Airport screeners failed to discover explosives and weapons in nearly every test that an undercover Homeland Security group performed at lots of airports, according to an internal investigation.

The Transportation Security Administration found that “red groups” with the Department of Homeland Security’s Workplace of the Inspector General were able to get prohibited items through the screening procedure in 67 out of 70 tests it carried out throughout the nation.

The test results were first reported by ABC News, and government officials validated them to CNN.

Homeland Security’s report on the tests is set to be released later on this summertime and is still being written.

A Homeland Security spokesperson said that “the numbers in these reports never ever look good from context, however they are a vital element in the consistent development of our air travel security.”

Rep. Jason Chaffetz, chairman of your house Oversight and Government Reform Committee, called the failure rate “deeply alarming.”

“Over the previous six years, we have actually seen TSA consume a huge quantity of government resources, however I’m not persuaded we have much to show for it,” he stated in a statement. “After investing over $540 million on baggage screening devices and millions more on training, the failure rate today is higher than it was in 2007. Something is not working.”

“I have long been an advocate of using low-tech bomb-sniffing canines to spot weapons and explosives,” he said. “Government needs to recognize that the most reliable option is not constantly the most expensive one.”

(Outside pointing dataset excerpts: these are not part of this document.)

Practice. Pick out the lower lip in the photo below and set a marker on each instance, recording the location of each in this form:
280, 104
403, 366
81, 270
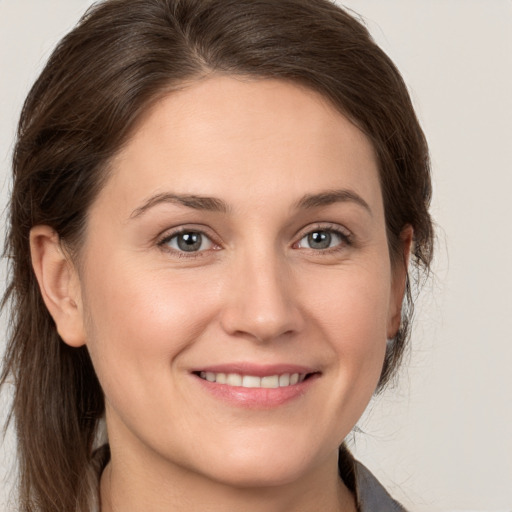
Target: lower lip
257, 398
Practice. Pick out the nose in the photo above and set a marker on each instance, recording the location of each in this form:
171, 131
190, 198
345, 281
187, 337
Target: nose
261, 301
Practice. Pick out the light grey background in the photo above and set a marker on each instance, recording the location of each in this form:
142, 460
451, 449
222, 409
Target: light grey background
442, 439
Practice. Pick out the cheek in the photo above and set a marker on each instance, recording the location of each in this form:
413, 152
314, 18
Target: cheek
351, 310
138, 323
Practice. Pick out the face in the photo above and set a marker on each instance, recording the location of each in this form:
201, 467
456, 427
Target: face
236, 287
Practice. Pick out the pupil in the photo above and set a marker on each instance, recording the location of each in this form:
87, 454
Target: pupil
189, 241
319, 240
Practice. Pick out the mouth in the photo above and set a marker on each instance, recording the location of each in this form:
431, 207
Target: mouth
254, 381
255, 386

The spokesperson said Homeland Security Secretary Jeh Johnson directed TSA to take “a series of actions, numerous of which are now in location,” to address the concerns the red team tests determined– but didn’t recognize what those actions are.

Late Monday, Johnson issued a statement stating that Melvin Carraway, the acting administrator for the TSA, would be reassigned. Mark Hatfield, acting deputy director, will take control of up until a new acting administrator is selected.

“Today, all air tourists are subject to a robust security system that employs multiple layers of protection, both seen and unseen, including: knowledge gathering and analysis, cross-checking passenger manifests against watchlists, screening at checkpoints, random canine group screening at airports, strengthened cockpit doors, Federal Air Marshals, armed pilots and a vigilant public,” the spokesperson said.

“In combination, these layers offer improved security creating a much stronger and secured transport system for the traveling public.”